Scientists have finally completed the human genome project, more than two decades after the draught human genome was lauded as a scientific milestone. The first full, gap-free sequencing of the human genome has been released ahead of schedule, paving the door for fresh insights into human health and the characteristics that distinguish our species from others.
Scientists at the University of California-Santa Cruz and other institutions collaborated on the project, which was led by Dr Karen Miga. Dr Miga explained that the project’s findings are important for our understanding of how the genome works, genetic diseases, human diversity and evolution, and how humans have evolved over time.
Until recently, over 8% of the human genome remained undiscovered, including extensive lengths of highly repetitive sequences, which are commonly referred to as “junk DNA.” In actuality, however, these repeated passages were left out owing of technical challenges in arranging them, rather than a lack of interest on the part of the author.
Genomics is analogous to cutting apart books into little pieces of text and then stitching them back together again to attempt to recover the original book. The placement of longer stretches of text that include a large number of often used or repeated words and phrases would be more difficult than the placement of shorter, more distinctive bits of text. Fortunately, advances in “long-read” sequencing methods, which decode large portions of DNA at once – enough to catch multiple repetitions – have made it possible to overcome this obstacle.
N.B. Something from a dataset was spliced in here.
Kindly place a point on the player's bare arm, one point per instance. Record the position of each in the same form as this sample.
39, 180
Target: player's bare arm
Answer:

Using a unique cell type that solely carries DNA inherited from the father (most cells in the body have two genomes – one from each parent), scientists were able to reduce the issue even more, leading to a breakthrough. The combination of these two breakthroughs enabled them to decode the more than 3 billion letters that make up the human genome.
According to Dr. Adam Phillippy of Maryland’s National Human Genome Research Institute, who is also co-chair of the consortium, “in the future, when someone has their genome sequenced, we will be able to identify all of the variants in their DNA and use that information to better guide their healthcare.” “Completing the human genome sequencing was like putting on a new pair of spectacles,” says the author. With everything now in full view, we are one step closer to comprehending what it all signifies,” says the author.
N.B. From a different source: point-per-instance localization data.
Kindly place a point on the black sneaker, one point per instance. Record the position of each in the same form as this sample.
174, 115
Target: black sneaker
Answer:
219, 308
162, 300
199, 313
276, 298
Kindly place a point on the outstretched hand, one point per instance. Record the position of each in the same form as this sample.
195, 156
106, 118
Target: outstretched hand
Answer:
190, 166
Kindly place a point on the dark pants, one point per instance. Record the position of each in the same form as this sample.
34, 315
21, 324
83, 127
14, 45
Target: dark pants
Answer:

One point of interest is that the regions of the genome with a high number of repetitive stretches are also the regions where the majority of human genetic diversity may be discovered. These variations may also give important information as to how our human predecessors experienced fast evolutionary changes that resulted in the development of more sophisticated intellect.
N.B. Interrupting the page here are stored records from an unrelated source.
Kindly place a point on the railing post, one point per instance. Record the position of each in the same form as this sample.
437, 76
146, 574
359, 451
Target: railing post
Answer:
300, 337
The research is also expected to contribute to a better understanding of centromeres, which are mysterious components of the genome that have remained a mystery. They are thick bundles of DNA that keep chromosomes together and play a function in cell division, but they were previously thought to be unmappable because they include hundreds of sections of DNA sequences that repeat over and again. Now, researchers have discovered that they are mappable.
Six publications published in the journal Science describe the science underlying the genome-sequencing endeavour as well as some preliminary analysis of the newly discovered genomic regions.
Rajiv McCoy, a researcher at Johns Hopkins University and a member of the Telomere to Telomere (T2T) project, said that by opening up these new sections of the genome, “we believe there will be genetic diversity contributing to many different features and disease risk.” “There’s a part of this that’s like, ‘We don’t know what we don’t know yet,'” says the author.